三話で漸く回りだす
扶桑が入ってきた途端に静かになりだす教室。
‐正体を知らないからこそ騒げる。
‐知らぬが仏のままに。
‐紅一点にして高嶺の花。
クラスの貴重な潤いの前で格好をつけたがる男子の典型例が大量にいる。
‐あっ……。
‐どうした?
‐こっちを見て微笑みやがったぞ。
‐周りからの視線をイヤと言うほど感じるな。
‐死線だな。
‐殺意を殺気に変えて来たな、さっきから。
/カニェッツ、巧くもない事を言うな。
※
授業過程をすっ飛ばして、今日出された明日提出のレポートを図書室に行って書き上げよう。
‐何についてのレポートだったっけ?
‐ラブクラフト御大の作品群から導かれる神話的生物に対する対処法で一番正しいと思われるものについて述べよ。
‐Q,どうすればいい?
‐A1,出会わないようにする。
‐A2,いやな気配がしたら関わらないようにする。
‐A3,諦める。
‐3だな。
‐3だ、これで完結する。
/カニェッツ、それができれば、誰も苦労しない。
※
図書室に移動して、纏めた考えからひたすらレポート制作中。
違う机には磯のにおいを発する制服を着た魚面集団が怪しげな言語で会話をしているが無視だ。
‐クトゥルフがどうとか言ってるな。
‐例え復活させても、寝てたのをたたき起こされた怒りと長年の空腹から食われて終わりだな。

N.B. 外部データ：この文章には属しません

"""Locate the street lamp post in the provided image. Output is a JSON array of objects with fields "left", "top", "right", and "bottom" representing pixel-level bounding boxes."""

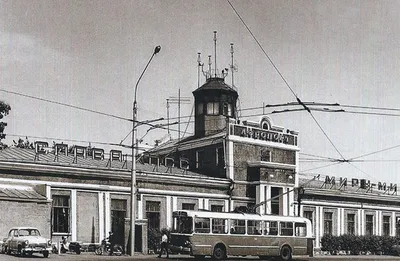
[{"left": 130, "top": 45, "right": 161, "bottom": 256}]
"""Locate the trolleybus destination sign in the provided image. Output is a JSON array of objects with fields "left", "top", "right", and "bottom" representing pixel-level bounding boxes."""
[{"left": 231, "top": 125, "right": 297, "bottom": 145}]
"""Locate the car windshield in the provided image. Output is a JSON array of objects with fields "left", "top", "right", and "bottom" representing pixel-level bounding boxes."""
[{"left": 18, "top": 228, "right": 40, "bottom": 236}]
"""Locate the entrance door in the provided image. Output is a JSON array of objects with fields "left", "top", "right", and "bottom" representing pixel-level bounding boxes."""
[{"left": 111, "top": 199, "right": 126, "bottom": 246}]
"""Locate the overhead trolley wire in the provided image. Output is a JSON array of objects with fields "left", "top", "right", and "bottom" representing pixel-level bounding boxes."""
[{"left": 227, "top": 0, "right": 345, "bottom": 160}]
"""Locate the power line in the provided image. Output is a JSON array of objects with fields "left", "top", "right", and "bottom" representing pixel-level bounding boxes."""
[
  {"left": 0, "top": 89, "right": 132, "bottom": 121},
  {"left": 0, "top": 89, "right": 178, "bottom": 131},
  {"left": 227, "top": 0, "right": 345, "bottom": 159}
]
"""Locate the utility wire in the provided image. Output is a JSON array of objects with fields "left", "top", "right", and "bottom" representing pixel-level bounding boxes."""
[
  {"left": 227, "top": 0, "right": 345, "bottom": 160},
  {"left": 0, "top": 89, "right": 132, "bottom": 121},
  {"left": 0, "top": 89, "right": 178, "bottom": 131}
]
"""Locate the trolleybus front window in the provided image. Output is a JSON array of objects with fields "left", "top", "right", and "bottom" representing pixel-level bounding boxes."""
[{"left": 173, "top": 216, "right": 193, "bottom": 234}]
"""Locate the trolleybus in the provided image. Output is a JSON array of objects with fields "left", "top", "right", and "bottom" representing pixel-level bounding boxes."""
[{"left": 170, "top": 210, "right": 314, "bottom": 260}]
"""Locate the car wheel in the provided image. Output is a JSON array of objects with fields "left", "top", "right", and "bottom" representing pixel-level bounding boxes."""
[
  {"left": 281, "top": 246, "right": 292, "bottom": 261},
  {"left": 94, "top": 246, "right": 103, "bottom": 255},
  {"left": 18, "top": 246, "right": 25, "bottom": 256}
]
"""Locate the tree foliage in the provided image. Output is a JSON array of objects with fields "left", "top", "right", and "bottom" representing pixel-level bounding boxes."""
[{"left": 0, "top": 101, "right": 11, "bottom": 149}]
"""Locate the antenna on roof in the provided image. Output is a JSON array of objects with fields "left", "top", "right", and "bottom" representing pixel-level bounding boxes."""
[
  {"left": 231, "top": 43, "right": 235, "bottom": 87},
  {"left": 208, "top": 55, "right": 212, "bottom": 78},
  {"left": 197, "top": 53, "right": 204, "bottom": 88},
  {"left": 214, "top": 31, "right": 217, "bottom": 78}
]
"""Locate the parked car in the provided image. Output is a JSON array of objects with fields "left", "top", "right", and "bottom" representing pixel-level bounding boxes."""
[
  {"left": 391, "top": 244, "right": 400, "bottom": 256},
  {"left": 0, "top": 238, "right": 7, "bottom": 254},
  {"left": 4, "top": 227, "right": 51, "bottom": 257}
]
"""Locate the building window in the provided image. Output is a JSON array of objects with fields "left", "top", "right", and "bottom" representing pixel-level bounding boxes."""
[
  {"left": 182, "top": 203, "right": 195, "bottom": 210},
  {"left": 382, "top": 216, "right": 390, "bottom": 236},
  {"left": 215, "top": 148, "right": 225, "bottom": 168},
  {"left": 111, "top": 199, "right": 127, "bottom": 244},
  {"left": 146, "top": 201, "right": 161, "bottom": 230},
  {"left": 303, "top": 210, "right": 314, "bottom": 225},
  {"left": 53, "top": 195, "right": 70, "bottom": 233},
  {"left": 211, "top": 205, "right": 224, "bottom": 212},
  {"left": 260, "top": 149, "right": 271, "bottom": 162},
  {"left": 196, "top": 150, "right": 205, "bottom": 169},
  {"left": 223, "top": 102, "right": 233, "bottom": 117},
  {"left": 324, "top": 212, "right": 333, "bottom": 235},
  {"left": 347, "top": 213, "right": 356, "bottom": 235},
  {"left": 365, "top": 215, "right": 374, "bottom": 236},
  {"left": 197, "top": 103, "right": 203, "bottom": 115},
  {"left": 207, "top": 102, "right": 219, "bottom": 115},
  {"left": 271, "top": 187, "right": 281, "bottom": 215},
  {"left": 396, "top": 217, "right": 400, "bottom": 237}
]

‐失礼しましたとばかりにルルイエに帰って行きそうだ。
/カニェッツ、復活させたと云う事実が欲しいんだろ。
‐とどのつまりは愉快犯。
おい、あと半分で終わるんだ、余計な事を考えるな分割思考。
‐あ、誰か来た。
‐無視しろ。
‐イヤ、あれは……
「ねぇ伊勢くん。ちょっといいかな?」
‐扶桑アンリキター!
‐やべぇ、一番出会いたくないのが来やがった。
‐アンリたんペロペロ。
‐お、おちつくんだ、まずはどう対処するか考えるんだ。
‐今こそA2を実行するんだ。
‐ダメだ、もう話しかけられているから、関わりを持ってしまっている。
ブリャッディ! 最悪のビジョンしかうかばない。
‐逃げよう、切実に。
‐バカ、戦略的撤退と言え。
‐転進、開始します!
‐ッ! 何故だ、体が動かんぞ!
非常に残念な事だが、端から見れば軽く置く程度に、実際には折れない程度の力で肩を掴まれているから動けない。
‐く、肩パットさえあれば……!
/カニェッツ、あってもつけてこれないから意味がない。
‐せめてもの嫌がらせに嫌みに返答しておくべきだ。
「……何のようだ、扶桑さん。俺は今とてつもなく忙しいんだ。貴重なレポート制作の時間を無駄にしてもなお意味のある会話ならしてもいいのだが……、雑談程度ならあっちでやってきてくれ」
そう言って左手の親指を魚面の集団とは違う男子達の方を差す。
‐訳、あっちに行け。
‐男子達がざわめいてる。
‐アイドルのライブに集まるファンの集団みたいだ。
‐ファンクラブが地下組織としてあるらしいから、あながち間違っていない。
「何度も言ってるけど、私のことは『扶桑さん』じゃなくて、『アンリ』って呼んでって言ってるよね?」
「断じて断る」
‐即答かよ。
躊躇して利益に成らないのなら、する意味もない。
「ふ~ん、じゃあいや。せっかくレポートに役立つ情報があるのに」
「是非教えてください、アンリさん」
‐さっきより早いぞ。
‐プライドはないのか?
最後まで残った者勝ちなこの学校で、安っぽいプライドなんていらないのさ。
~※
場面替えの記号。
登場人物がまだ少ないので、まだかなり頻発する予定。
~レポート
学生の最大にして最強の敵。
大量に出されると本気で死にたくなり、終わる前に次のモノが出され事がある。
通称デスマーチ。
~微笑み
薄ら笑いとも。
してくる相手によっては殺意が沸く
~魚面の集団
魚とゴリラと人間を足して、二で割ったような連中。
強靭で大きな肉体に、人間離れした力を持つぞ。
必殺技は軽トラの追突にも匹敵する「十二ゲージショットガンキック」だ!
~プライド
軽いプライドなんて、ない方がいい。